L’amour qui fait rajeunir les cougars

Louise confirme que Pete modifie sa manière de voir les choses. «Je suis d’une génération axée sur les apparences, pour qui le qu’en-dira-t-on prend beaucoup de place. Pete m’apprend à lâcher prise et à vivre pour moi. C’est une belle leçon de simplicité. De son côté, il profite de mon ouverture d’esprit et de mon expérience de la vie. Pour le reste, j’ai parfois l’impression qu’il est plus vieux que moi. Il a un côté très pépère, avec son journal, les promenades du chien, ses sorties au café Second Cup et ses petites manies. L’âge, c’est bien plus qu’un chiffre.» Pendant qu’elle parle de lui, il se pointe à la terrasse où nous sommes installées, flanqué du chien en question, Maggie, leur labrador. Pete jette à sa Loulou le regard des amoureux, celui des premiers jours. «Il est toujours comme ça. Il me trouve belle et me le dit sans cesse. À la maison, il est hors de question que je porte des bretelles spaghettis, car je me ferais attaquer!» lance la belle Louise en rougissant. «Ma blonde est une femme cougar bien dans sa peau, affirme Pete. Ça la rend très attirante.»

«Il y a certes un challenge sexuel pour ce type de couple, confirme Serge Tremblay. La femme de 50 ans n’est pas toujours prête à répondre à toutes les ardeurs de son jeune amant, mais si la communication est bonne, le couple peut arriver à se rejoindre. Le désir sexuel de l’homme peut devenir agaçant pour une femme dans la cinquantaine. Pas nécessairement, mais potentiellement. Il reste que c’est le fun, pour la femme, d’être ardemment désirée. Et croire qu’un homme plus jeune trouve difficile d’aimer un corps qui n’a plus 20 ans, c’est oublier la force des fantasmes sexuels. Or, l’image de la femme mûre est souvent une réponse aux fantasmes masculins. Et puis, une belle femme conserve sa beauté, quel que soit son âge. Cette beauté peut très bien être saisie par un homme plus jeune. Je crois toutefois que la vraie bataille concerne la valorisation. Les femmes qui évoluent dans ce type de relation le disent: elle se sentent désirées, écoutées, entendues et reconnues.» Et, selon Pete, c’est sans effort. «Mon seul regret, c’est de ne pas avoir connu Louise plus tôt. Le temps vécu sans elle est du temps où elle m’a manqué sans le savoir.»

une femme cougar

50 ans: cougar et fiers de l’être!

Louise Ianniroberto vit en couple avec Jasmin Lévesque depuis deux ans. Pas loin de 30 ans les séparent. À 52 ans, elle ne mâche pas ses mots quand vient le temps de parler de l’image que lui renvoie la société d’une femme vieillissante. «On dirait que, socialement, dès qu’une femme atteint la cinquantaine, elle n’est plus un objet sexuel et devient out ou cougar! Non seulement on ne la regarde plus, mais on ne l’écoute plus. Une drôle d’équation s’opère: tu es jeune, tu es performante, tu es intelligente; tu es vieille, tu es dépassée, on ne fait plus attention à ce que tu dis, à ce que tu penses, à ce que tu sais. Cette façon de voir me met parfois en colère.»

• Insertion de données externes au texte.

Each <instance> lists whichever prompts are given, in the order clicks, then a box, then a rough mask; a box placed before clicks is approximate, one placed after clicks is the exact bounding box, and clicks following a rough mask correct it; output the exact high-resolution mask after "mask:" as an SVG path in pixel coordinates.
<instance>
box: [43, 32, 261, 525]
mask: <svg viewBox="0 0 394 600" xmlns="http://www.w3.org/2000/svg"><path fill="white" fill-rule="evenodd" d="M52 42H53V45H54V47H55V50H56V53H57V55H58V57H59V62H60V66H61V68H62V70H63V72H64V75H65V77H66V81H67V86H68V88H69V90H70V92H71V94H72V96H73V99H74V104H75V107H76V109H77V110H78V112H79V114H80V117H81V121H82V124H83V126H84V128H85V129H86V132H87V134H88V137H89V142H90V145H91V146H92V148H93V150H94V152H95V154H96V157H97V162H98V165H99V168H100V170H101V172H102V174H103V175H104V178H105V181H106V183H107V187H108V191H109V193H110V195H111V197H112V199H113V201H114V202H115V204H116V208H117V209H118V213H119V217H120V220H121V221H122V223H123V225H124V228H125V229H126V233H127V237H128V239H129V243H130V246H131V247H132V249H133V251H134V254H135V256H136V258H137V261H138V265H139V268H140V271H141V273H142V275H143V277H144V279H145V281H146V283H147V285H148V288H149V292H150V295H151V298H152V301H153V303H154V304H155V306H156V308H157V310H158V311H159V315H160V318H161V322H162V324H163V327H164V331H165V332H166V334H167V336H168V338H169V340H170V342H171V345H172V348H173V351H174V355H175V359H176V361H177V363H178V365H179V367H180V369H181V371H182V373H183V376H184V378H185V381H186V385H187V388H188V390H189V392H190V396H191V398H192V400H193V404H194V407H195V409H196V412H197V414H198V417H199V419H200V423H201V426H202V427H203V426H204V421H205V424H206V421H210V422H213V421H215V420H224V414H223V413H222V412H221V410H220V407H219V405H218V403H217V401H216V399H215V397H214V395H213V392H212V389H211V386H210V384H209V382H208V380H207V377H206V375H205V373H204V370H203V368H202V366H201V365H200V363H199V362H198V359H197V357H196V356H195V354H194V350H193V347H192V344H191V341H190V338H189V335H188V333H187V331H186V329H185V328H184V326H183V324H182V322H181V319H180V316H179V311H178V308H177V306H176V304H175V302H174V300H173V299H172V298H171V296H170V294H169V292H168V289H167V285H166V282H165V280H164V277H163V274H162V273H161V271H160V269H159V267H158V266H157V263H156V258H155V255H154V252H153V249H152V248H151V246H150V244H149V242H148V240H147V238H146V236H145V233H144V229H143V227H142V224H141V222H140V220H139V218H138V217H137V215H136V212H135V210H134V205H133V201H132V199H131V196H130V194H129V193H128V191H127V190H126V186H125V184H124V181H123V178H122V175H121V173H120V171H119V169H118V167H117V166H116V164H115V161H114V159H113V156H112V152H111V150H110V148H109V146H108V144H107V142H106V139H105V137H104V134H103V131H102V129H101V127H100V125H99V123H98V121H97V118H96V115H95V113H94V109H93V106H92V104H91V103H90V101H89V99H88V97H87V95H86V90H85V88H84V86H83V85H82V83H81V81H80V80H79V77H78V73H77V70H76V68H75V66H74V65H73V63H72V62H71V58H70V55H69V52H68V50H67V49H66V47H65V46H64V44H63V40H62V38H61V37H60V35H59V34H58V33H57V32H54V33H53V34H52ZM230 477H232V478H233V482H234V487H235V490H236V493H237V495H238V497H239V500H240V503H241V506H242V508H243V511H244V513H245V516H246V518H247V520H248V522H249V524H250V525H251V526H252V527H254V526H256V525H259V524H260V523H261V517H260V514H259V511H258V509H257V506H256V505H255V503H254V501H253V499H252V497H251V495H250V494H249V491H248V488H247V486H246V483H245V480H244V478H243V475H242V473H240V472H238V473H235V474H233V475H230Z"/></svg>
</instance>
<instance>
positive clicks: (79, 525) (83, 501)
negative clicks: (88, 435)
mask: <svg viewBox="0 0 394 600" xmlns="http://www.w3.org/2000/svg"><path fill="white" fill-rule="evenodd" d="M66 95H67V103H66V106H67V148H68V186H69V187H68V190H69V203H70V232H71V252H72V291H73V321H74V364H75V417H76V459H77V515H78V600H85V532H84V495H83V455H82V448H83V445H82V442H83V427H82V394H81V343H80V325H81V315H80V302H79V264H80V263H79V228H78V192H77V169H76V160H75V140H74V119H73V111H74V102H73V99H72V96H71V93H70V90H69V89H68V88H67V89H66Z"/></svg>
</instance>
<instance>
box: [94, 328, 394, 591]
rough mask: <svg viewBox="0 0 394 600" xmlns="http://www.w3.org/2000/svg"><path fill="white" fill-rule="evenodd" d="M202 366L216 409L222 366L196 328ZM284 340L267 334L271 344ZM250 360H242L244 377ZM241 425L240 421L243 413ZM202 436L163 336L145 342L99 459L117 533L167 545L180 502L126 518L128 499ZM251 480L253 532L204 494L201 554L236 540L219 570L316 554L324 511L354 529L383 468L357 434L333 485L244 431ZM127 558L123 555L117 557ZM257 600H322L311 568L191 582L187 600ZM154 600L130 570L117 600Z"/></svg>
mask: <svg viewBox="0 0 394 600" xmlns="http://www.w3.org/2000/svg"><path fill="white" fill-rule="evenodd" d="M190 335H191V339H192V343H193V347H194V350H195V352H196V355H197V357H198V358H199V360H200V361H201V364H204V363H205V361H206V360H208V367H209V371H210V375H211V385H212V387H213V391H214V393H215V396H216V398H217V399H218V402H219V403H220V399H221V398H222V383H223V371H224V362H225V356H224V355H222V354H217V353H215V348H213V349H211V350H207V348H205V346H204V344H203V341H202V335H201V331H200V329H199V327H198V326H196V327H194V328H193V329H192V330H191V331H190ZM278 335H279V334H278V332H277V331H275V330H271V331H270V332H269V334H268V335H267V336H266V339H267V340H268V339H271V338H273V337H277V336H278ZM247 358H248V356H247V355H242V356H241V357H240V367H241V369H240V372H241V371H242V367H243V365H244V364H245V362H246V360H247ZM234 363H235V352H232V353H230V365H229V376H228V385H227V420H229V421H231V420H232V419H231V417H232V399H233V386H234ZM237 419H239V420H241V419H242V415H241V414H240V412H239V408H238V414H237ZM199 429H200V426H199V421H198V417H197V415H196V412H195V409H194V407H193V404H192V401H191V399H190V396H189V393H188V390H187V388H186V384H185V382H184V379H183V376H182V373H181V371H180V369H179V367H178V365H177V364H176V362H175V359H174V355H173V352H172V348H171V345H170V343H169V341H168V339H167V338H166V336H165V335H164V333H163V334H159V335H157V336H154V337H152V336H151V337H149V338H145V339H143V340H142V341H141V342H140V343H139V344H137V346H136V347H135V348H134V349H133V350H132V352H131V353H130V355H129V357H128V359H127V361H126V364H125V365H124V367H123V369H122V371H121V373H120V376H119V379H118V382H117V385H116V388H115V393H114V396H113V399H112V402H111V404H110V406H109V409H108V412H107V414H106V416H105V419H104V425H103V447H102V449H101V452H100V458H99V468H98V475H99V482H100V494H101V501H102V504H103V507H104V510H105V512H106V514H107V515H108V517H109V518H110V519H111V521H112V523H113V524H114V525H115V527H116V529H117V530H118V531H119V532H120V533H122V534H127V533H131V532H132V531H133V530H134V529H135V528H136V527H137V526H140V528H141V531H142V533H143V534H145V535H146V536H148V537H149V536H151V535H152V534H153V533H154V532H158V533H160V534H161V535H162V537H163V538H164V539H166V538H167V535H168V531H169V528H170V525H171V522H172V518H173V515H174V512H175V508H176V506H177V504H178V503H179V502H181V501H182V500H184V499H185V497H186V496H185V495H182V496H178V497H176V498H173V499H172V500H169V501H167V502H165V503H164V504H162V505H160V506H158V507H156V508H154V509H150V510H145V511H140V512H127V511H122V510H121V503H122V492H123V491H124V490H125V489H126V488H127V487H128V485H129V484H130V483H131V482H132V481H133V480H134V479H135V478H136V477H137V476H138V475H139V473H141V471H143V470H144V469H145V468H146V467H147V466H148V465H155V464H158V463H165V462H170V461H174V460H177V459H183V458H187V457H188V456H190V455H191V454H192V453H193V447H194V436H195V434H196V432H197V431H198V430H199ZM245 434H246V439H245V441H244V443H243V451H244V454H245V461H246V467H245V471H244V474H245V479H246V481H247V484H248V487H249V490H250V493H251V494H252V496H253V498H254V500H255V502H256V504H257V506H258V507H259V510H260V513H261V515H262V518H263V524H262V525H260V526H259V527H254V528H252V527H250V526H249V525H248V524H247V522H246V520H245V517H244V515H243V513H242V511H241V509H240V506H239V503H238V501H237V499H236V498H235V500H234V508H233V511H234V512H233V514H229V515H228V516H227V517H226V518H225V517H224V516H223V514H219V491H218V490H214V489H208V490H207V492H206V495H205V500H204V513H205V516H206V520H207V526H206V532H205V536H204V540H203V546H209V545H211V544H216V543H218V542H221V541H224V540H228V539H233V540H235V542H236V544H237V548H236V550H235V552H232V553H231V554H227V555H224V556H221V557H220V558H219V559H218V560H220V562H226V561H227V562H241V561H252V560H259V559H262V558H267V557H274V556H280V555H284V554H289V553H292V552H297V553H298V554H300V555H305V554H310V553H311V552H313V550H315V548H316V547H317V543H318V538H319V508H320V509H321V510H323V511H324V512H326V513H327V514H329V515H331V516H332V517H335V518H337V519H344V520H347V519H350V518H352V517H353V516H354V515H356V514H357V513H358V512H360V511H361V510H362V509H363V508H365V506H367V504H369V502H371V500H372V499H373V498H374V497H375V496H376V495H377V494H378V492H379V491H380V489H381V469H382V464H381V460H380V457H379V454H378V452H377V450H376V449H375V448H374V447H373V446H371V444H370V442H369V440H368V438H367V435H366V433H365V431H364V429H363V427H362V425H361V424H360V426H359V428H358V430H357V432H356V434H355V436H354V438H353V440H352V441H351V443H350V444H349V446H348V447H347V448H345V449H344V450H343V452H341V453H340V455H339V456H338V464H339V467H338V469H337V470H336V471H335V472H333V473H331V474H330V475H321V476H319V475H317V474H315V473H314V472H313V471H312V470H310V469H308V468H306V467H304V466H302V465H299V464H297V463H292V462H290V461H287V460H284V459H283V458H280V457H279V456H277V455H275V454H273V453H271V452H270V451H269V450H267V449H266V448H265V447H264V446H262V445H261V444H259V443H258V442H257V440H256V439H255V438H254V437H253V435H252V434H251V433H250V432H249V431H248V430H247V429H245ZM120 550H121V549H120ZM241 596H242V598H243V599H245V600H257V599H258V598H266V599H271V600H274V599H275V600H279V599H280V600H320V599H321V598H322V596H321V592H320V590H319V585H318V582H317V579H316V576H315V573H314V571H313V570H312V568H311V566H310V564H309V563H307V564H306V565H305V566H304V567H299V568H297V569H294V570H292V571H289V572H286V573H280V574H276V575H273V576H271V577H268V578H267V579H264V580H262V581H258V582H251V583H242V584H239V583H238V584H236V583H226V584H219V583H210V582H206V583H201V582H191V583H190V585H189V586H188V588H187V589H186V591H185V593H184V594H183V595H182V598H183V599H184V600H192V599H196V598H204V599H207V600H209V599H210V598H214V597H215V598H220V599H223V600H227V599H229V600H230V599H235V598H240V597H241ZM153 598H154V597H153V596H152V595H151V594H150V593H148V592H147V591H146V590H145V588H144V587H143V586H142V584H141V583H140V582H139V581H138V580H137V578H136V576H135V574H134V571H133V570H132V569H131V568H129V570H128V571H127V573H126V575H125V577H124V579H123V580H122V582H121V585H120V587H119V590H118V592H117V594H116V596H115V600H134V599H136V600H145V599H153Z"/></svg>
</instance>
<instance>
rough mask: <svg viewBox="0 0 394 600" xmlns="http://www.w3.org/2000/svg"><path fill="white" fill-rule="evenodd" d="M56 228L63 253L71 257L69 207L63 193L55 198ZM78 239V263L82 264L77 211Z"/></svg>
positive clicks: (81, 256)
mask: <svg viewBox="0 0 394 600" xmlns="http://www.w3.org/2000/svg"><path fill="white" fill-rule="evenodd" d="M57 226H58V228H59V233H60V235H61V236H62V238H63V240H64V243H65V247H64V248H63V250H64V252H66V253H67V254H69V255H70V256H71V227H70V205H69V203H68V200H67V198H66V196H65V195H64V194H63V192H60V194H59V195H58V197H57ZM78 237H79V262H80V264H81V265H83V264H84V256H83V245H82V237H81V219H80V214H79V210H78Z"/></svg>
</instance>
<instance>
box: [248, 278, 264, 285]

Louise Ianni, comme l’appelle affectueusement son entourage, se reconnaît volontiers provocatrice et combative. «À 35 ans, j’arrivais au travail avec des collants aux motifs psychédéliques dans le seul but de provoquer. Actuellement, je me bats pour que les gens comprennent que vieillir, ce n’est pas mourir! Avoir un copain de 23 ans fait peut-être partie de cette lutte. Mais Jasmin n’est pas une arme qu’on brandit. Il est mon copain, et je l’aime.»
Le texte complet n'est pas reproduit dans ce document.